But agentic AI has a brutal side effect: it turns weak controls into fast, scalable failures. If your data is messy, your approvals are informal, your audit trails are patchy, or your processes rely on “tribal knowledge”, agents do not fix that. They amplify it at machine speed. The real story is not whether banks will adopt agentic AI, but whether they will govern it.
CONTEXT AND BACKGROUND
In early February 2026, Standard Bank’s group CIO, Jörg Fischer, argued that agentic AI must reshape the whole organisation, framing it as the next layer in the operating model rather than a bolt-on innovation. That framing matters because it implies the bank is not just adding tools, but redesigning how decisions and work are executed.
Standard Bank has also signalled that it understands the human and ethical dimension by making AI risk and ethics training compulsory for staff. Training helps, but training alone cannot substitute for robust controls when software gains the ability to act.

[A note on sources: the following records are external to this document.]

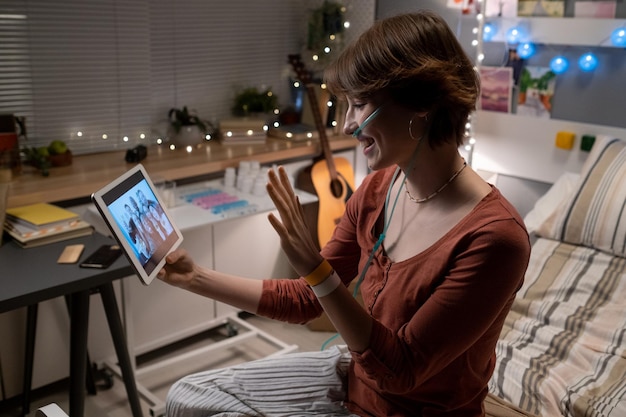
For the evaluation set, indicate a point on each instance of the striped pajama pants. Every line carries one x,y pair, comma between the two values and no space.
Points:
297,384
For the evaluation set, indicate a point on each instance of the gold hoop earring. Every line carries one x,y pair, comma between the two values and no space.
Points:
411,129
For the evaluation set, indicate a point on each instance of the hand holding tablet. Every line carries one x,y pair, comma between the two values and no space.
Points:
139,221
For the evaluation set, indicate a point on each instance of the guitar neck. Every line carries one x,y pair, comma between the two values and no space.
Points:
321,130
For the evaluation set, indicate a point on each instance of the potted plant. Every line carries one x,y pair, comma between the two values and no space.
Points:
251,101
187,128
56,154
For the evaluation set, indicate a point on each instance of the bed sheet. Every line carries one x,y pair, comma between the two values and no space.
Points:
562,350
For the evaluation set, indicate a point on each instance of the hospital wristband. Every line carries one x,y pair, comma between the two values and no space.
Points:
319,274
329,285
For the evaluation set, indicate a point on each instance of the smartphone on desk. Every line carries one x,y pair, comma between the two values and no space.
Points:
103,257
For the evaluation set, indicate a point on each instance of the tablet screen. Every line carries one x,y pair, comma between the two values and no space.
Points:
139,221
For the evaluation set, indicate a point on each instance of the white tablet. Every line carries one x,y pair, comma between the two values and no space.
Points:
139,221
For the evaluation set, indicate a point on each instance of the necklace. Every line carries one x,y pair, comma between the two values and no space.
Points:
425,199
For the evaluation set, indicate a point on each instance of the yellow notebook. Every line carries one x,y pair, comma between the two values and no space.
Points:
40,214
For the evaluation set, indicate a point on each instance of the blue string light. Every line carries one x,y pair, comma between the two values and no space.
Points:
515,34
526,50
587,62
559,64
618,37
489,31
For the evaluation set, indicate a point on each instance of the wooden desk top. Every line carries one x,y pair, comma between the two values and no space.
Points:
90,172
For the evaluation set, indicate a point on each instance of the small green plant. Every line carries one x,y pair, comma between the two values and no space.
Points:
250,100
180,118
42,157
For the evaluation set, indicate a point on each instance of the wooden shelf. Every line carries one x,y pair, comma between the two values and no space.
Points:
90,172
560,31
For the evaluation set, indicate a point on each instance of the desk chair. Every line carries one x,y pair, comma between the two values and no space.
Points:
50,410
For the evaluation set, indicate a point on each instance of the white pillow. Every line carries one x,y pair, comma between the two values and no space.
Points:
552,200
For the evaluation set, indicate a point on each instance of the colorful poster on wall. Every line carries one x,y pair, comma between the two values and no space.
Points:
496,87
536,91
501,8
596,9
545,8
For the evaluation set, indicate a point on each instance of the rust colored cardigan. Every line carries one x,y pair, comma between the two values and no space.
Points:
437,315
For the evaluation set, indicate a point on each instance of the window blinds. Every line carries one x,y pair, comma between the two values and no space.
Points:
102,74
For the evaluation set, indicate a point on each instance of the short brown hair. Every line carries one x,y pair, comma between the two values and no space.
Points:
419,61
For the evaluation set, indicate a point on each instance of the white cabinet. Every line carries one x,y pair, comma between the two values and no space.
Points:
249,247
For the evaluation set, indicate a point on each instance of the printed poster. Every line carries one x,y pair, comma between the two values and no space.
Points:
595,9
544,8
496,85
536,91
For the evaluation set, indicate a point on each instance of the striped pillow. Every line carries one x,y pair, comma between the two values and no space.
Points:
595,214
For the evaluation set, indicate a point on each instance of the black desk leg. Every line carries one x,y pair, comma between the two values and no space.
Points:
121,349
79,321
29,355
91,380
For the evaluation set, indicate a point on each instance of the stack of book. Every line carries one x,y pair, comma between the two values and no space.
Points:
39,224
244,130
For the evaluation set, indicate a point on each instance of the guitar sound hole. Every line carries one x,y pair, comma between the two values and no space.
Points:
336,188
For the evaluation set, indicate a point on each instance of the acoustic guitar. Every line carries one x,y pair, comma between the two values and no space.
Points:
330,178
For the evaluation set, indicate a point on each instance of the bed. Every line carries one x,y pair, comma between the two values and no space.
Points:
562,351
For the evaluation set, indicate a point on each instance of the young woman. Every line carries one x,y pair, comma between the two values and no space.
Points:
438,253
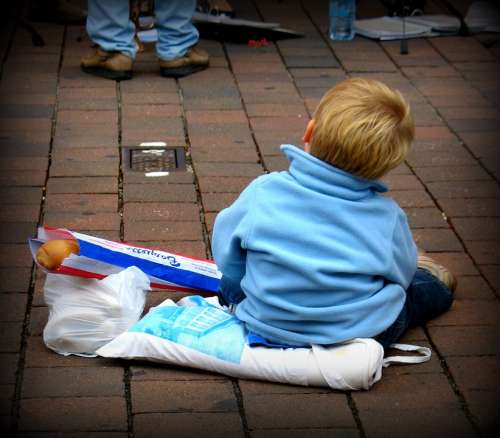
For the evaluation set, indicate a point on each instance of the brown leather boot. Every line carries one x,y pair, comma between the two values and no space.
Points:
109,65
194,60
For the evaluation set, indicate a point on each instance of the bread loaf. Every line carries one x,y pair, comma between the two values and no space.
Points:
52,253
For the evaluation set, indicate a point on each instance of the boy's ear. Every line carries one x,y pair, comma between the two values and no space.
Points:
309,131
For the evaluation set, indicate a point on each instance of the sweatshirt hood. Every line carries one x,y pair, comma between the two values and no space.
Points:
320,176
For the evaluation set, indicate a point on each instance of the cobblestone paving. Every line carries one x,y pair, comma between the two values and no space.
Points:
61,133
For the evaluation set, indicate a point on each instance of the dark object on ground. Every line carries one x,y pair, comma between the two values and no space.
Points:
225,28
56,11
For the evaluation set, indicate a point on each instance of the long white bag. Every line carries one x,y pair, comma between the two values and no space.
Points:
196,332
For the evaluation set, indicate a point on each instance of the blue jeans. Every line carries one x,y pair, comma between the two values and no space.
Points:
426,298
110,27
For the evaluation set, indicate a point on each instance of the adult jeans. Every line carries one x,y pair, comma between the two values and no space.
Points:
110,27
426,298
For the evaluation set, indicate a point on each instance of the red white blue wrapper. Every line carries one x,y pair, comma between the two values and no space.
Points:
99,258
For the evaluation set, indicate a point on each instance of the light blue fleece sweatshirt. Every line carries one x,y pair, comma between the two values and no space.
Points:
322,256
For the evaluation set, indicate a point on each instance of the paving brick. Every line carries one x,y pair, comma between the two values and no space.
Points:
22,178
276,163
412,198
271,109
436,71
473,288
255,388
304,433
438,240
236,155
162,230
402,182
484,252
82,185
476,228
161,211
15,255
151,372
469,312
433,133
458,262
465,340
492,275
425,403
16,232
72,382
73,434
159,193
475,373
228,169
426,218
24,163
241,139
223,184
73,414
479,189
84,221
479,207
186,425
157,98
295,411
15,279
130,177
6,399
8,368
458,157
90,203
215,202
71,138
20,195
216,117
443,101
182,396
467,174
68,168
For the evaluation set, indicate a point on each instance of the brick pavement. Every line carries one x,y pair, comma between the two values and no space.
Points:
61,134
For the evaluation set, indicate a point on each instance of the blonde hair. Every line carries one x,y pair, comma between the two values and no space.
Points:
363,127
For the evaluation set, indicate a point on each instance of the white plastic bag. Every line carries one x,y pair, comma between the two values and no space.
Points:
197,332
85,314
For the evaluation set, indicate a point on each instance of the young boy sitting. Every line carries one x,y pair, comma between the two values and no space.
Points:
316,254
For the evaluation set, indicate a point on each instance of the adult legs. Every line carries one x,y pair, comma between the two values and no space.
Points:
177,37
109,26
176,32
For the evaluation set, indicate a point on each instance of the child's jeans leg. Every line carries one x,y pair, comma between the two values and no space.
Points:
426,298
230,291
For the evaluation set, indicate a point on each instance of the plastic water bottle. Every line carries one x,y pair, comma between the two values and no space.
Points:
342,14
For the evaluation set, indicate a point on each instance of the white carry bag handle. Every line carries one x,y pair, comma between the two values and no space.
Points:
197,332
425,355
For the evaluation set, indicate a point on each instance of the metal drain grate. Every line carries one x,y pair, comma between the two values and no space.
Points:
155,159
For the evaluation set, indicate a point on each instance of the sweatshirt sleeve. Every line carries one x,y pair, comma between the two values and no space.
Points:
404,252
231,228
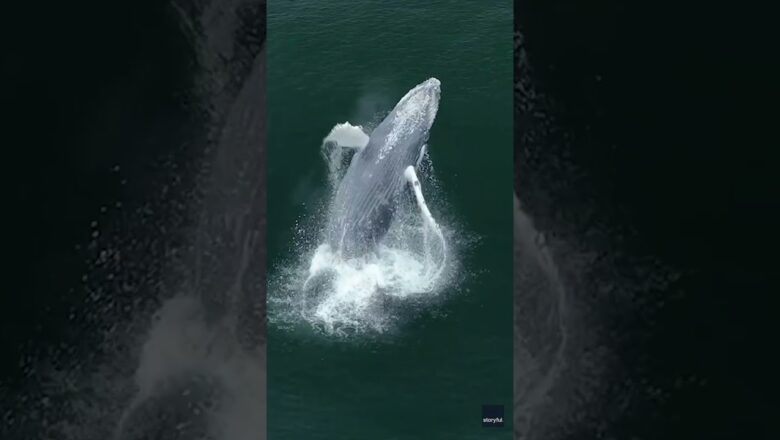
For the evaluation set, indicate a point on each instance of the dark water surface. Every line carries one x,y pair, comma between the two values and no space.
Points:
336,61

This conversation is also happening against a broader regulatory and market backdrop. A joint Financial Sector Conduct Authority and Prudential Authority report provides an overview of AI adoption in South Africa’s financial sector and the governance questions that come with it.
INSIGHT AND ANALYSIS
The key shift with agentic AI is that it moves from advice to action. In a bank, that action might be initiating a workflow, retrieving documents, updating customer records, generating compliance evidence, raising alerts, or even preparing a payment instruction that a human approves. Each of those steps touches the machinery of trust: identity, permissioning, segregation of duties, and an auditable record of who did what, when, and why.

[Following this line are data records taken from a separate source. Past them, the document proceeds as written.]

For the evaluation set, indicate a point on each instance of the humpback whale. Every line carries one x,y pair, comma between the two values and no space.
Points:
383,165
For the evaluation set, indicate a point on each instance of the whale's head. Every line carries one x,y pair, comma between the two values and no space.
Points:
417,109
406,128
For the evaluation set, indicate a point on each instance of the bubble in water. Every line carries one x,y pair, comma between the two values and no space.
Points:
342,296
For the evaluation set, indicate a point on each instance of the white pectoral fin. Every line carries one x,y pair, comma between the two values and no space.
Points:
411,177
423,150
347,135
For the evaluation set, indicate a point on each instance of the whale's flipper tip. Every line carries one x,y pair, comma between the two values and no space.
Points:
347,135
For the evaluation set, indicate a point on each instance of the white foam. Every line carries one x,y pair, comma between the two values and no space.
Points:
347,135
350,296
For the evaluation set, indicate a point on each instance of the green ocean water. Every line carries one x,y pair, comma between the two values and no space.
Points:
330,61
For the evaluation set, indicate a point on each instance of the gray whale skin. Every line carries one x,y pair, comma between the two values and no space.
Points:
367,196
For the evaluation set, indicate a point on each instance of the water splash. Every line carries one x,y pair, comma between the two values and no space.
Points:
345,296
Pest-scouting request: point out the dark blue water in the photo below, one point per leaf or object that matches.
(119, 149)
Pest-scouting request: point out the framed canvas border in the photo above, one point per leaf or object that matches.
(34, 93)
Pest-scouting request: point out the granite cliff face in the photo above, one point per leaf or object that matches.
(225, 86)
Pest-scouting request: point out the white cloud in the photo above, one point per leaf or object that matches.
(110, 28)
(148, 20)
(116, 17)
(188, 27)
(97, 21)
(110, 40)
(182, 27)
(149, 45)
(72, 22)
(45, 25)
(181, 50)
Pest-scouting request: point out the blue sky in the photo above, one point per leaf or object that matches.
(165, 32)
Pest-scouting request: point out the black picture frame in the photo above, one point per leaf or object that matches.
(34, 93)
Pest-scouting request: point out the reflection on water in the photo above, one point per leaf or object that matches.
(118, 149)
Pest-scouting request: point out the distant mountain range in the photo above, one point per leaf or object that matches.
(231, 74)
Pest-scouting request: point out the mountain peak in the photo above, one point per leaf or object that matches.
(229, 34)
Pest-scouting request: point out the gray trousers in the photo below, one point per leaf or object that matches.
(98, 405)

This is where many organisations are weaker than they realise. Banks may have strong policies on paper, yet still rely on manual workarounds, inconsistent handovers, and exceptions that are “managed” through experience rather than design. Agents will find those gaps immediately. They will follow whatever process exists in the system, not the process leaders imagine exists. If the system’s rules are unclear, the agent’s behaviour will be unclear too, and the institution will struggle to explain outcomes to customers, auditors, regulators and, crucially, the public.
Consumer risk is not theoretical. Business Report recently highlighted how AI can boost fraud detection while introducing new consumer risks that must be managed, especially as AI becomes more embedded across financial services. Agentic AI raises the stakes further because the failure mode is no longer a wrong answer; it is a wrong action.
Payments are a particularly sensitive frontier. FinASA’s discussion of “agentic payments” imagines software agents handling bill payments, shopping decisions and supplier remittances on behalf of people and businesses. Delegation may reduce friction, but it also raises questions about consent, dispute resolution, transaction limits, fraud liability and the ability to pause or reverse automated behaviour.
IMPLICATIONS
If South African banks want agentic AI to create value rather than headlines, they need to treat agents like a new class of controlled operator, not a clever add-on. That means explicit permissions, strict role-based access, and segregation of duties designed into the workflows the agent can touch. It also means default auditability: every agent action should be logged, traceable and explainable in plain language.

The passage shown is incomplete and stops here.